Revista Consultor Jurídico, 26 de janeiro de 2016, 7h50

Comentários de leitores

7 comentários

Atuação da Defensoria Pública

Felipe Romariz (Advogado Autônomo)

A atuação mencionada aqui é paradigmática pelo fato que a Vila Soma fica na cidade de Sumaré, local em que não há sede da Defensoria Pública.

Ali, o atendimento é feito pelo Convênio com a OAB. O Núcleo de Habitação da Defensoria Pública não tinha nenhuma obrigação de atuar nesse caso: poderiam ter legitimamente deixado de atuar. Não era sua atribuição

Mas os integrantes do núcleo atuaram, sem ter nenhuma obrigação de fazê-lo, e conseguiram garantir a observância do devido processo legal para 10 mil pessoas.

Isso é prova da fraqueza do argumento de que o Defensor só pensa nos próprios interesses: se fosse assim, a atuação aqui exaltada não teria ocorrido. Nenhum Defensor ganhou nada por isso, fora a satisfação pessoal.

A instituição não é isenta de críticas, sobretudo quando feitas de boa-fé. Não é, no entanto, o caso da maioria dos críticos atuais.

O Dr. Marcos Alves Pintar é um exemplo. Rápida pesquisa no google indica a consideração que a sua opinião merece.
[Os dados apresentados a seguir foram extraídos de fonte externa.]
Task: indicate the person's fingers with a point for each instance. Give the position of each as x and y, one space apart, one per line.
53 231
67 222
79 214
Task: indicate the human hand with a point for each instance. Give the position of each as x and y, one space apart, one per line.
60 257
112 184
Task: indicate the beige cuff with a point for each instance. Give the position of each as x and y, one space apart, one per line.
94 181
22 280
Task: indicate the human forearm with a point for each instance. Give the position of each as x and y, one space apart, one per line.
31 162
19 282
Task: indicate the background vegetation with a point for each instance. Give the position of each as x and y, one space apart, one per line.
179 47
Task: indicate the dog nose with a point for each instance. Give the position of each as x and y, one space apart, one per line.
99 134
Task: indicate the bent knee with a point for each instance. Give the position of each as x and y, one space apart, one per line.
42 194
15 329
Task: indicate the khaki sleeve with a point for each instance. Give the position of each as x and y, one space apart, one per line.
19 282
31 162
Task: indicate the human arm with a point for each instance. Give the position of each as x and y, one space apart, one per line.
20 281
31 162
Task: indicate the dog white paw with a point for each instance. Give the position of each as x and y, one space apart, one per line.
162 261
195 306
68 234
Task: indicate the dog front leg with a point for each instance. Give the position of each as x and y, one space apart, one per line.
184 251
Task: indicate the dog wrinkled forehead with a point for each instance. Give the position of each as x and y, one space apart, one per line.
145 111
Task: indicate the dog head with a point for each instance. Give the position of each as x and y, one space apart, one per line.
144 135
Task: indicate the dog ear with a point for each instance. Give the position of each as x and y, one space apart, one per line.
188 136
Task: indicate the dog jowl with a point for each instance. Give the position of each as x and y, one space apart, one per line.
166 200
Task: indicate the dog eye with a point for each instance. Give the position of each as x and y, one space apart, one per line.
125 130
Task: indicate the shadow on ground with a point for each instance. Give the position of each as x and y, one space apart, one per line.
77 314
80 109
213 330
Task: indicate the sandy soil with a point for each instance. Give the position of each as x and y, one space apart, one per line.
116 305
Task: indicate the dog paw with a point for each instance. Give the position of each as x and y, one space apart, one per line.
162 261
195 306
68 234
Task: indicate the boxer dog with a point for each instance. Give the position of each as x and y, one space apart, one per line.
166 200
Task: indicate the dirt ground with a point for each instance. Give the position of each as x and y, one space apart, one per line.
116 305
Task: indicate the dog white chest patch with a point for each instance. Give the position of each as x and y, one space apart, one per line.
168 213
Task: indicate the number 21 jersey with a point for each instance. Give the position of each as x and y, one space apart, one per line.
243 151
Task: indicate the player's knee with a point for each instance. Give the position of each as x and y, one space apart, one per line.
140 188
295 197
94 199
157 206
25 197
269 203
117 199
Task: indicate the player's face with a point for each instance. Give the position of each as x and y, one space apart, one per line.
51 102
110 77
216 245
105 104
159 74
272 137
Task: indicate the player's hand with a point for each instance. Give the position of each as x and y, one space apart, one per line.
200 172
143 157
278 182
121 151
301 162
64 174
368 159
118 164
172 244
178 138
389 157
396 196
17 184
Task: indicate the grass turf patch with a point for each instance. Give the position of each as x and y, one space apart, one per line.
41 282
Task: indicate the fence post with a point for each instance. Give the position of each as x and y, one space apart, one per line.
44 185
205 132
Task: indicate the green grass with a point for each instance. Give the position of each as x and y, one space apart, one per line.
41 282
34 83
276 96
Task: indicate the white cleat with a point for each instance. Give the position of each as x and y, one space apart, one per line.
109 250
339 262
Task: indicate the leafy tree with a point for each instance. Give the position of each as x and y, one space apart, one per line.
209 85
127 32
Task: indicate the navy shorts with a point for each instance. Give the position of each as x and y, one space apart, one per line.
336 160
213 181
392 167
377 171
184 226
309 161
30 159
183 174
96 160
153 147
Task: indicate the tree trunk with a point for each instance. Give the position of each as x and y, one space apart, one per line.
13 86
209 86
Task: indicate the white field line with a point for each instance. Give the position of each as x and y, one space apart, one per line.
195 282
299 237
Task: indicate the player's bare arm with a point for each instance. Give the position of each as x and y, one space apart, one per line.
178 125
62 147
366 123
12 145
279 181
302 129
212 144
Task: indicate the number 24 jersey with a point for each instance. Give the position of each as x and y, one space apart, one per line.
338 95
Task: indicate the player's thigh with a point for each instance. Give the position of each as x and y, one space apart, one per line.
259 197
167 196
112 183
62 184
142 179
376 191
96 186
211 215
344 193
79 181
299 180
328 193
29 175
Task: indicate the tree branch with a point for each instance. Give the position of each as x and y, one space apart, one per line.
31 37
A manifestação, mal educada e equivocada, ratifica essa conclusão.

Comparações com Inglaterra e EUA, por exemplo: além de esses países não serem nenhum exemplo no tema garantia de direito aos mais pobres, seria muita ingenuidade não perceber que o sistema de assistência jurídica não pode ser o mesmo em países com renda per capita absolutamente diversa.

A crítica à participação popular na carreira também é manifestamente equivocada. Não há órgão público no Brasil em que haja tantos (e tão eficientes) mecanismos de participação popular: Momento Aberto no CSDP, Ouvidoria Externa, regime de Pré-Conferências e Conferência Estadual, Planos de Atuação elaborados pela sociedade civil...

Enfim, ninguém melhor para avaliar o trabalho da Defensoria do que os seus usuários.

Parabéns

Cecília Ferreira (Professor)

Quanto ódio. Entrei nesse site para tentar entender um pouco de Direito, mas só vi ataques à defensoria que para mim é o órgão mais importante da justiça. Parabéns aos defensores!!! Muita força na luta em defesa dos pobres!!!

Ocupantes?

Oficial da PMESP (Oficial da Polícia Militar)

Não seria melhor usar o termo correto que é "invasores", já que o imóvel não lhes pertence?